Both sides can find these relationships very culturally alien; with high degrees of suspicion and many assumptions being made about the values, politics, motivations, needs and priorities of the people on the ‘other’ side. But effective collaboration can come from pooling expertise and resources.

A current ‘holy grail’ within the CSR world is around the measurement of their programmes and their impact. This can be made more difficult by not having a clear idea at the outset of what they want their impact or outcomes to be. They may be driven by corporate reporting objectives to fulfil a certain number of volunteer hours, or to give a certain amount of money or to deliver a programme in a particular city or part of the country, or to give away a product that might have a small beneficial effect but is fantastic for marketing and public relations.

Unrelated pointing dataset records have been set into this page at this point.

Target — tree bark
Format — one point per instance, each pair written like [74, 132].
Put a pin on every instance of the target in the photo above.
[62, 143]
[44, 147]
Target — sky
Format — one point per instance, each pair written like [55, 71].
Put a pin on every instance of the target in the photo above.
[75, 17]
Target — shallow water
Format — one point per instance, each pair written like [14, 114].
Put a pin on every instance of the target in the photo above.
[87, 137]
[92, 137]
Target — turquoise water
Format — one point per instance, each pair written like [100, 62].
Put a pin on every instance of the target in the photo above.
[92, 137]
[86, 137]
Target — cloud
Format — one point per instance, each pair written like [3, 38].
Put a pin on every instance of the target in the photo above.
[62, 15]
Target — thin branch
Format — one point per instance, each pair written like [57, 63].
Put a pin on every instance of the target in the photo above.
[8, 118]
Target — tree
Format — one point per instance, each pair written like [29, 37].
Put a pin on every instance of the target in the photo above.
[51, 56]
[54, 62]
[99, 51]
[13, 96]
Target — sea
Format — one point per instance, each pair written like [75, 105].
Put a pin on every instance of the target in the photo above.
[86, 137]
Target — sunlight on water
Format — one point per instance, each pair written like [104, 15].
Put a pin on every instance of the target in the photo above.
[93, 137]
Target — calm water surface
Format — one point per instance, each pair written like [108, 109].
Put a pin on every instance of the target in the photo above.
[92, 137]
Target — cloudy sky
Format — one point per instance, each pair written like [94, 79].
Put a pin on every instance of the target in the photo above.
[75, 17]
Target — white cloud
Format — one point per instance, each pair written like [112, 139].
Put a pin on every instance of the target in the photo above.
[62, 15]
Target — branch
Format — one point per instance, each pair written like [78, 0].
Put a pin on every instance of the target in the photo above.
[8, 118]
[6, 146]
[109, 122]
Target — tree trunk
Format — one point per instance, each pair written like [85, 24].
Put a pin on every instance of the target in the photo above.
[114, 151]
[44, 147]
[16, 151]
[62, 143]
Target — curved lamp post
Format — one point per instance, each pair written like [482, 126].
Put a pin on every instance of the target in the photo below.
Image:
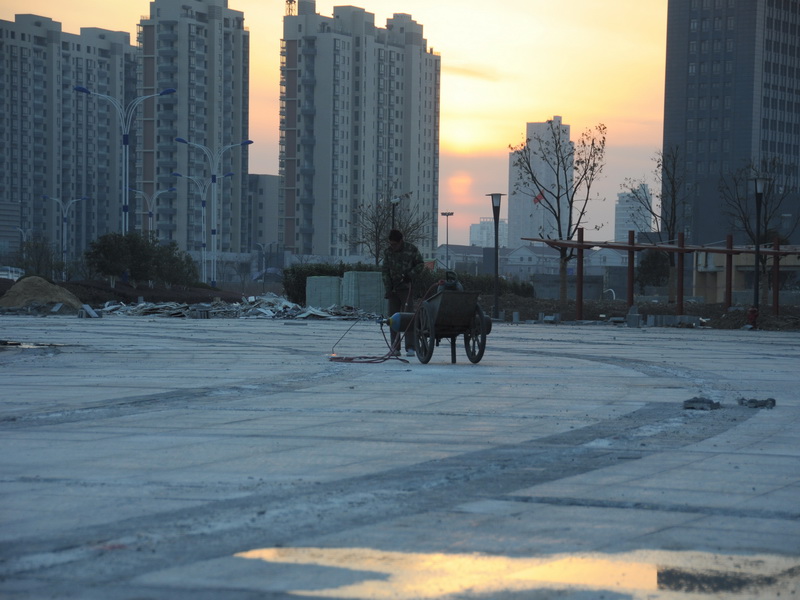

NGOs can help companies develop programmes that spend the grant money with good outcomes, and need to play a role in showing how vital it is to fund long-term human rights work that does not have an immediate or reportable outcome. Encouraging a company to commit to a broad goal such as those articulated in the Global Goals could result in funding going to a combination of long- and short-term programmes.

Global Goal No. 1, ‘no poverty’, can be broken down into achievable targets that a company can report on in the short term, make visible within their organization, and use as a theme for volunteering and grant making, while also funding work which is focused on developing the systemic frameworks and strategy for long-term poverty eradication.

Understandably, NGOs are generally reluctant to ‘package’ and ‘sell’ work to potential funders; some have policies or unspoken red lines about which organizations they can or will accept money from, so as to ensure that their research, advocacy and campaigns are driven by the facts on the ground and relevant contextual and political analysis. Their fear is that engaging with corporate philanthropy could subvert this objective.

But without input from credible expert NGOs, many corporates are trying to reinvent the wheel, attempting to develop and implement social programmes in a vacuum.

If they are ‘packaging’ their work for seeking corporate grants, NGOs should not fall into the trap of trying to identify for a company what the public relations or marketing benefits of the partnership might be. It’s not the expertise of the NGO to determine corporate marketing objectives so their attempts to articulate public relations benefits can appear ridiculous read in a corporate context. NGOs should stick to what they know and what they are expert at. The integrity of a well-presented project with clear social outcomes can be compelling and refreshing.

Doing a bit of homework to understand what, or who, they are approaching prior to making contact seems obvious but is often overlooked by NGOs. While some companies have vast Donor Advised Funds or other pots of philanthropic money that they don’t know what to do with, that’s not true for many large, medium and small companies.

It may be that the discretionary grants budget of a CSR team or corporate foundation is tiny. The CSR team or foundation may be responsible for creating their own grant budget through fundraising or through a revenue-generating model. Understanding their funding model, granting priorities, the potential size of grants they give, their grant-making cycle, and whether employees have access to grants or influence over the grant making process, can all help NGOs in framing their approaches when seeking support from corporate partners.

The groundswell of opinion and action, driven partly by the next generation of corporate leaders, does seem to be turning towards companies taking a more active part in addressing the world’s greatest challenges, and using their resources to do so.

I believe that this presents a great opportunity for NGOs to engage with companies, beyond fundraising and volunteering, to identify how to influence the use of corporate money and other resources in a way that meets both their short and long-term strategic objectives.